特集

Vol.129(2019年11月号)

[特集]世界を変える力、SDGs

“ 誰一人取り残さない”世界をめざして 日立建機のSDGsアクション

世界は、環境・社会・経済の面でさまざまな課題に直面している。
建設機械を通して大地と関わっている日立建機だからこそ、SDGs 達成に向け使命を果たさなければならない。

SDGsとは、国連が2015年に採択したSustainable Development Goals=持続可能な開発目標のことで、すべての国連加盟国が2030年までに達成する行動計画ともいえる。国際社会が解決すべき共通課題として、「貧困の解消」「気候変動への対応」「ジェンダー平等の実現」など計17の目標(ゴール)と、169にのぼる具体策(ターゲット)からなり、2030年までの達成をめざしている。

難しそうだし、自分には関係ないと思う人も少なくないだろう。でも、「現場や事務所でお弁当を残さず食べて食品ロスを減らす」「燃費性能がいい油圧ショベルを使う」などという、一人ひとりの心がけこそがSDGsにつながる。

基本理念として「地球上の誰一人として取り残さない」と掲げていることもポイントだ。その背景には、すべての人々が自由に、尊厳を持って、貧困と絶望から解き放たれて生きる権利を持つ「人間の安全保障」の考え方がある。あらゆる人々がこの考えを念頭に、人種や性別、宗教、文化の違い、あるいは先進国と途上国の壁を乗り越えて、協調していこうとする姿勢が大切だ。

このSDGs、目標達成における「企業」の役割にも非常に期待が大きい。

例えば、電動化技術やIoT、AI(人工知能)やロボティクスなど最新テクノロジーの活用により、生産拠点や建設現場、物流段階での省エネ化・省人化が進めば、CO2排出削減に直結し、気候変動対策に貢献することになる。同様に農業の生産性向上につながるような技術革新を生み出せれば、貧困・飢餓の撲滅に大いに貢献するだろう。

社会課題の解決を通じて企業価値の増大をめざす

実は日立建機では、SDGsが世界的な潮流となる以前から、自社の製品・サービスを各国の社会インフラ整備や資源開発、地球温暖化の防止などに役立て、国際社会の持続的な発展に貢献していくことをめざしてきた。本業の副産物としての社会貢献ではなく、あくまで本業を通じて社会課題の解決に寄与し、中長期的な企業価値の増大に取り組んでいるのが大きな特徴だ。

この姿勢をより明確化するため、2014年度から「自社の事業にとっての重要性」と「社会からの期待」という2つの観点で、自社の重要課題を特定する「マテリアリティ分析」を実行。その結果、日立建機の最重要課題として位置づけたのが、右図に示した3つのCSVテーマである。

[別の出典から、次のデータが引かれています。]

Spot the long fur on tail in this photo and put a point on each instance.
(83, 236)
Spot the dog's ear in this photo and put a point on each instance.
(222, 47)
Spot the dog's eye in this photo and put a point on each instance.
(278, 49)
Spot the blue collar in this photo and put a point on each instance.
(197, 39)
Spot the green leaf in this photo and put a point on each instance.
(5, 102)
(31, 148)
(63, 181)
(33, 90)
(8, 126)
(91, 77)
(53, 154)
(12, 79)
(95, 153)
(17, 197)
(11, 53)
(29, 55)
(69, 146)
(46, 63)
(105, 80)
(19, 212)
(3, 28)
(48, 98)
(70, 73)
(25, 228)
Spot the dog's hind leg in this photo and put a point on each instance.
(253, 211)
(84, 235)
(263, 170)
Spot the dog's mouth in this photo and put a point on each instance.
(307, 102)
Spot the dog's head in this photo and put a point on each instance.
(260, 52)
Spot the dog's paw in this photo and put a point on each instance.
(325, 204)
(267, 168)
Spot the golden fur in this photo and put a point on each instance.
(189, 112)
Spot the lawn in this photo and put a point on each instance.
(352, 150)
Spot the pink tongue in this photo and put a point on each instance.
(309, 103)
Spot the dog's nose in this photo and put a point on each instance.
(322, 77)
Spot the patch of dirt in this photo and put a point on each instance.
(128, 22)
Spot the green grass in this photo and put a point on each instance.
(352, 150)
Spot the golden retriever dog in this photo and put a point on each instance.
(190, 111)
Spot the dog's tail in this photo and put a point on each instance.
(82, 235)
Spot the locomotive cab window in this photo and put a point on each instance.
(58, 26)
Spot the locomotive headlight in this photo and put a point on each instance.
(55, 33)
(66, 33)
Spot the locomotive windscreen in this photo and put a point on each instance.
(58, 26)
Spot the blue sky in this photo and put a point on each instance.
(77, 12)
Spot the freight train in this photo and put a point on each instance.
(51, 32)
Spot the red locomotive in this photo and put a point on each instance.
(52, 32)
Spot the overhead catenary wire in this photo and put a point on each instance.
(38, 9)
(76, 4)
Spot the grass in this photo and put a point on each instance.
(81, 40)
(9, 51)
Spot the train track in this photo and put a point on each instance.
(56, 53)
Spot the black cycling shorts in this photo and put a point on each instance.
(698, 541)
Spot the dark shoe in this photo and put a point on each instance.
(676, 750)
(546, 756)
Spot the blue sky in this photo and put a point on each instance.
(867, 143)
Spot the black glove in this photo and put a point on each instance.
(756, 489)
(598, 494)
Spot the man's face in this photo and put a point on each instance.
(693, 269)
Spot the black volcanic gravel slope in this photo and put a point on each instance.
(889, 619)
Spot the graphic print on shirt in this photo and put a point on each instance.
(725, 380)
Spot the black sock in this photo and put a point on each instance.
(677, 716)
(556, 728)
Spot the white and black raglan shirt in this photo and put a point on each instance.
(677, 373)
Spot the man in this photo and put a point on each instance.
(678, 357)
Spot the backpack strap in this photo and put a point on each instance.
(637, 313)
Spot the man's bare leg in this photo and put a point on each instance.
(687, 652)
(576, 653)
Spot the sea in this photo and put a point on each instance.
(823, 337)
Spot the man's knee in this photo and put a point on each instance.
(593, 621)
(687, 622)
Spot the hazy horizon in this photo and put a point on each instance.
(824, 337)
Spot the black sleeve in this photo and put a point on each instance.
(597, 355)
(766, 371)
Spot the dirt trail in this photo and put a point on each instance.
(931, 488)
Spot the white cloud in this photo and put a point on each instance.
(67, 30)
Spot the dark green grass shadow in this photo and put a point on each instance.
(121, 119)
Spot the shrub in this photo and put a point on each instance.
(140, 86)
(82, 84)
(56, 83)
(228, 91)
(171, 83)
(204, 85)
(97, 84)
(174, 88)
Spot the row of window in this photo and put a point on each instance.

さらに16年度からは、CSVテーマをベースに本格的にSDGsへの取り組みを開始している。日立建機の事業活動と17の目標との関連性を詳細に整理し、自社が特に注力すべき10の重点目標を設定した。いずれも3つのCSVテーマと明確に関連づけられており、事業活動を通じて、2030年の目標達成に向けてまい進していく考えだ。

CSV(Creating Shared Value):
「共通価値の創造」の意。戦略研究で知られるマイケル・ポーター氏が提唱した概念で、企業が社会・環境課題の解決を通じて「社会価値」と「事業価値」の両方を生み出していくことを指す。
Creating Shared Value Creating Shared Value

製造プロセスの環境負荷低減や、ICT・IoT技術の活用などで「グローバル環境課題の解決」をめざす。また建設機械の遠隔管理技術や無人化施工技術などの先端技術が「現場力の強化」を助け、部品再生事業で現地の雇用を創出するなど積極的に「コミュニティの発展」に貢献する。